La controversia alrededor de la reforma pensional del gobierno de Gustavo Petro volvió a intensificarse luego de que el Consejo de Estado suspendiera provisionalmente el decreto que ordenaba a los fondos privados de pensiones trasladar más de 25 billones de pesos hacia Colpensiones. La decisión generó una inmediata reacción del presidente, quien calificó la medida como un “golpe de Estado contra el pueblo constituyente y soberano”.
A través de su cuenta en la red social X, el mandatario cuestionó duramente la actuación del alto tribunal y aseguró que la suspensión del decreto afecta directamente los derechos de millones de trabajadores colombianos. Según Petro, la medida frena la posibilidad de fortalecer el sistema público de pensiones y dificulta el acceso de muchas personas a una jubilación digna.
El decreto suspendido hacía parte de las estrategias del Gobierno para implementar aspectos relacionados con la reforma pensional, uno de los proyectos sociales más importantes de la actual administración. La iniciativa buscaba que las Administradoras de Fondos de Pensiones (AFP) trasladaran recursos millonarios hacia Colpensiones, con el objetivo de fortalecer el componente público del sistema.
Sin embargo, el Consejo de Estado consideró preliminarmente que el Ejecutivo habría excedido sus facultades reglamentarias al emitir la norma.
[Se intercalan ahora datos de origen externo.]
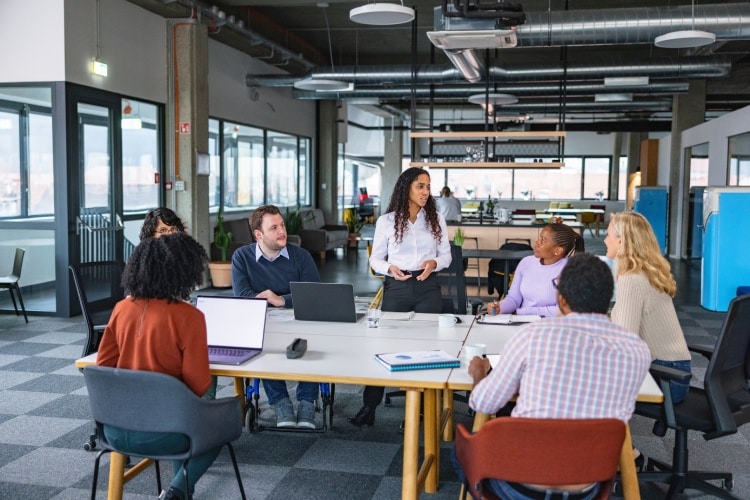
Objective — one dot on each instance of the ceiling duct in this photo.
(390, 76)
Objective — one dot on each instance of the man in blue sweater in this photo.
(264, 270)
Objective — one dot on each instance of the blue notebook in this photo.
(417, 360)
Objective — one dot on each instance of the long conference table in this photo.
(343, 353)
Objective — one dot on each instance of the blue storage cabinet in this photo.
(725, 265)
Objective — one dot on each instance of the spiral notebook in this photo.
(417, 360)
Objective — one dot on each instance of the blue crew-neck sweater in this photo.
(250, 276)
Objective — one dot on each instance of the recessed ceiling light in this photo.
(493, 99)
(684, 39)
(382, 14)
(323, 85)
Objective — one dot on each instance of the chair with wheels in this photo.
(10, 282)
(540, 451)
(496, 269)
(156, 402)
(98, 288)
(716, 410)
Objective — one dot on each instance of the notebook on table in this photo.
(235, 327)
(417, 360)
(324, 302)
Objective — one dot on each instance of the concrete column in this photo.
(393, 153)
(688, 110)
(326, 178)
(187, 118)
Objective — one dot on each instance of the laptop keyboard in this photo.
(226, 351)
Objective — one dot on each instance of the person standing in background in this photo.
(410, 244)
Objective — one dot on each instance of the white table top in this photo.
(421, 327)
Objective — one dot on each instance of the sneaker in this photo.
(285, 413)
(306, 415)
(172, 494)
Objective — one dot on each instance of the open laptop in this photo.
(235, 325)
(324, 302)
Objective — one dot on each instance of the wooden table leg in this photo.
(409, 481)
(628, 475)
(448, 407)
(116, 476)
(432, 439)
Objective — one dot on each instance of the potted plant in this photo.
(221, 271)
(353, 225)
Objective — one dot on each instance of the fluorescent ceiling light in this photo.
(684, 39)
(493, 99)
(477, 39)
(613, 97)
(626, 81)
(319, 84)
(382, 14)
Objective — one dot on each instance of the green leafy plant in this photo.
(222, 239)
(352, 222)
(294, 220)
(458, 237)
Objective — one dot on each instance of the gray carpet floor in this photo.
(44, 420)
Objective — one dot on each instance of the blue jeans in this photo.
(678, 390)
(137, 443)
(276, 391)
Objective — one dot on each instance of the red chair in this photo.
(541, 451)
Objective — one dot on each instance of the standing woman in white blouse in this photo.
(645, 288)
(409, 246)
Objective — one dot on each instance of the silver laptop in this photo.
(235, 325)
(324, 302)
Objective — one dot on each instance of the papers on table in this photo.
(507, 319)
(417, 360)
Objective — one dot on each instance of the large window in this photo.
(26, 181)
(582, 177)
(141, 159)
(251, 166)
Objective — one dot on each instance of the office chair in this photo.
(11, 282)
(98, 288)
(496, 269)
(541, 451)
(156, 402)
(716, 410)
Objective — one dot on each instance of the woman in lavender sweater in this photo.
(532, 290)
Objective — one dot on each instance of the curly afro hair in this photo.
(399, 204)
(169, 268)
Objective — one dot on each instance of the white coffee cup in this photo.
(447, 320)
(472, 350)
(373, 318)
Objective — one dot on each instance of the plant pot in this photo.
(221, 274)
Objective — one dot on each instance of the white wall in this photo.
(33, 45)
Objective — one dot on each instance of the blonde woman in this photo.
(645, 288)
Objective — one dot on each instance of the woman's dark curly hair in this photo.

Por esa razón, decidió imponer una medida cautelar y congelar temporalmente la aplicación del decreto mientras avanza el estudio jurídico de fondo sobre su constitucionalidad.
La decisión del alto tribunal abrió un nuevo frente de confrontación política y jurídica entre el Gobierno y diversos sectores institucionales. Petro también lanzó críticas contra grupos empresariales y sectores financieros que, según él, estarían interesados en mantener el modelo privado de pensiones por razones económicas. En su mensaje, insinuó que la suspensión favorece intereses particulares relacionados con el negocio de los fondos privados.
Por su parte, los ministerios de Hacienda y Trabajo reaccionaron rápidamente a la determinación judicial y presentaron un recurso de súplica con el que buscan revertir la suspensión provisional. El Gobierno insiste en que el decreto se encuentra ajustado a la ley y que su aplicación resulta fundamental para avanzar en la transformación del sistema pensional colombiano.
Mientras tanto, el Consejo de Estado continuará evaluando el caso para definir si el decreto se ajusta o no a la Constitución y al marco legal vigente. La discusión promete convertirse en uno de los principales debates políticos y judiciales del país durante las próximas semanas.
El episodio refleja la creciente tensión alrededor de la reforma pensional, una iniciativa que ha generado posiciones divididas entre el Gobierno, las cortes, los gremios económicos y distintos sectores políticos. Mientras la administración Petro defiende la necesidad de fortalecer el sistema público y ampliar la cobertura, sus críticos advierten sobre posibles riesgos fiscales y jurídicos derivados de las modificaciones propuestas.
La suspensión del decreto mantiene en pausa el traslado de recursos y deja abierta una discusión clave sobre el futuro del sistema pensional colombiano y los límites de las facultades del Ejecutivo en medio de una de las reformas más controversiales del actual gobierno.